La langue française officielle n'a qu'un
seul mot pour évoquer la forme « active » (to experiment) et la forme « passive
» (to experience) de l'expérimentation : or, on peut faire une expérience ou «
expériencier » un sentiment vécu (le subir), tel que le rejet ou la solitude,
par exemple.
L'expérience va permettre de « goûter
avant d'avaler », de lutter contre les injonctions parentales ou sociales (les
« il faut », « on doit »,...), évitant de nourrir les introjections qui paralysent notre spontanéité et
entravent notre originalité... y compris bien sûr, l'introjection de nouvelles
normes paradoxalement proposées par certains Gestaltistes eux-mêmes, telles
que « il faut bannir les il faut », « libérez vos émotions », « cherchez la
satisfaction de vos besoins » (égotisme), etc. En fait, chacun expérimente pour
lui-même ce qui lui convient, compte tenu de son histoire, de son éducation, de
son milieu social et de ses options idéologiques. Perls a maintes fois dénoncé
lui-même ceux qui s'identifiaient à lui, copiant jusqu'à ses défauts et ses
tics, tentation inévitable d'élèves zélés qui s'imaginent naïvement
s'approprier le génie du maître en empruntant ses habitudes, tels ces émules de
Lacan arborant la cravate papillon et jonglant avec la grammaire française...

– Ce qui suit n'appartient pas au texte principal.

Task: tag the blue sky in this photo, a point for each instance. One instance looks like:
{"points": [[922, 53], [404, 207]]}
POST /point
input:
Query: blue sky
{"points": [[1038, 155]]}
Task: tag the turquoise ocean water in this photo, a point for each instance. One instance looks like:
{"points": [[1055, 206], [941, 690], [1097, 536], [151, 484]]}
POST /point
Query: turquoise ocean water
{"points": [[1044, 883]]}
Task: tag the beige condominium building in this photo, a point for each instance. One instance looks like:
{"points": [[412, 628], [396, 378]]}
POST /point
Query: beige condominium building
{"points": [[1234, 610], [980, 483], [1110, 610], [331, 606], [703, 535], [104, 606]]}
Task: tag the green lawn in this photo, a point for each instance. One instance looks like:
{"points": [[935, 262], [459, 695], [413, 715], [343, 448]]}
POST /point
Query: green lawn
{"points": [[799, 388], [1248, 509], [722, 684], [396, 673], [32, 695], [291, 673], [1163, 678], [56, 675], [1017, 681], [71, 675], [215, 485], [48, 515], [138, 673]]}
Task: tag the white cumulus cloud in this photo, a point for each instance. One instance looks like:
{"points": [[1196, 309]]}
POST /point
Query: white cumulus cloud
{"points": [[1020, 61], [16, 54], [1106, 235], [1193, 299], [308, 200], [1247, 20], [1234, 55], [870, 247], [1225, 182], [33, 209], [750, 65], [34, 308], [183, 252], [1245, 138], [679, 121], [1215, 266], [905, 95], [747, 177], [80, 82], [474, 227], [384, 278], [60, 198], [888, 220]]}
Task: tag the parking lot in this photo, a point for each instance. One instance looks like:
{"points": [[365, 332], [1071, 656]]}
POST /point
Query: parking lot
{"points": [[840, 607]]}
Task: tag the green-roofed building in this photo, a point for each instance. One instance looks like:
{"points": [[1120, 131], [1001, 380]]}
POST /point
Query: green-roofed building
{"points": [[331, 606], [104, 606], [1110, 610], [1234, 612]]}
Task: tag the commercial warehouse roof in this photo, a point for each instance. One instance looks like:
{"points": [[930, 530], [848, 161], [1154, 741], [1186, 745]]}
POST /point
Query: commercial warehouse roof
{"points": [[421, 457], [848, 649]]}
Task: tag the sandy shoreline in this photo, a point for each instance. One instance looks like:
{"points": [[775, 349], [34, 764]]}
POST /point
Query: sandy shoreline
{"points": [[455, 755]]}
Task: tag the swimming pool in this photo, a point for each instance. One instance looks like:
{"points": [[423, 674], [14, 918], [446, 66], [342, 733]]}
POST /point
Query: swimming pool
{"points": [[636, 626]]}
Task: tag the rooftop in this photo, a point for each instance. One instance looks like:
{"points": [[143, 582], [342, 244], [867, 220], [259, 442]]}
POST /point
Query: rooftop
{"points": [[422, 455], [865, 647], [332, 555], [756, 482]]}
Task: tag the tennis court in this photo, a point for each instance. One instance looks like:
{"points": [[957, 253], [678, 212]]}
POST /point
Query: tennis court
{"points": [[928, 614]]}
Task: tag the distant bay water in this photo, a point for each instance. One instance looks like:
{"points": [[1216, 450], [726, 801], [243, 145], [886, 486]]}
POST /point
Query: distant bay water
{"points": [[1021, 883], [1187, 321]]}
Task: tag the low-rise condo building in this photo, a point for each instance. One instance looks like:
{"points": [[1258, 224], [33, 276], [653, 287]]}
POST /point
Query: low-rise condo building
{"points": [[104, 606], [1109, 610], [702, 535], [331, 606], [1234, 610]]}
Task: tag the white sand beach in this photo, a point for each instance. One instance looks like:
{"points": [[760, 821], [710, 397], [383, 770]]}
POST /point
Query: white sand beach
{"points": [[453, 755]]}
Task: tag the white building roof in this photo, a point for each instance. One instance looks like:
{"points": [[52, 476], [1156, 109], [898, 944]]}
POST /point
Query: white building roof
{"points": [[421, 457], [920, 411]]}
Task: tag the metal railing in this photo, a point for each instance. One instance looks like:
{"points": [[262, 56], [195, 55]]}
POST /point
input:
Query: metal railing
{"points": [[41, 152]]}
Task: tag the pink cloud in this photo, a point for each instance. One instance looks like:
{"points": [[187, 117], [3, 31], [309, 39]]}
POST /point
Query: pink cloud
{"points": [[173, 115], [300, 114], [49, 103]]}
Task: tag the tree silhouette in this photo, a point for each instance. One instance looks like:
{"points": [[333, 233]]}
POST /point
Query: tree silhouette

Aujourd'hui, la formation encourage
chaque futur thérapeute à rechercher son style spécifique, en expérimentant
diverses attitudes conformes à sa manière d'être originale. Il ne s'agit pas de
rechercher une orthodoxie abstraite à travers des techniques « éprouvées »
(Gestalts figées) mais de créer sa propre approche à travers une longue
recherche expérimentale — dans le respect, bien sûr, des principes fondamentaux
de la méthode. Ainsi, chaque Gestaltiste a développé son style propre ; c'est
pourquoi, avant de choisir un psychothérapeute, il est conseillé d'en rencontrer
plusieurs, afin de sentir lequel vous convient le mieux.
Voilà. C’est tout pour le moment.
Amitiés à tous.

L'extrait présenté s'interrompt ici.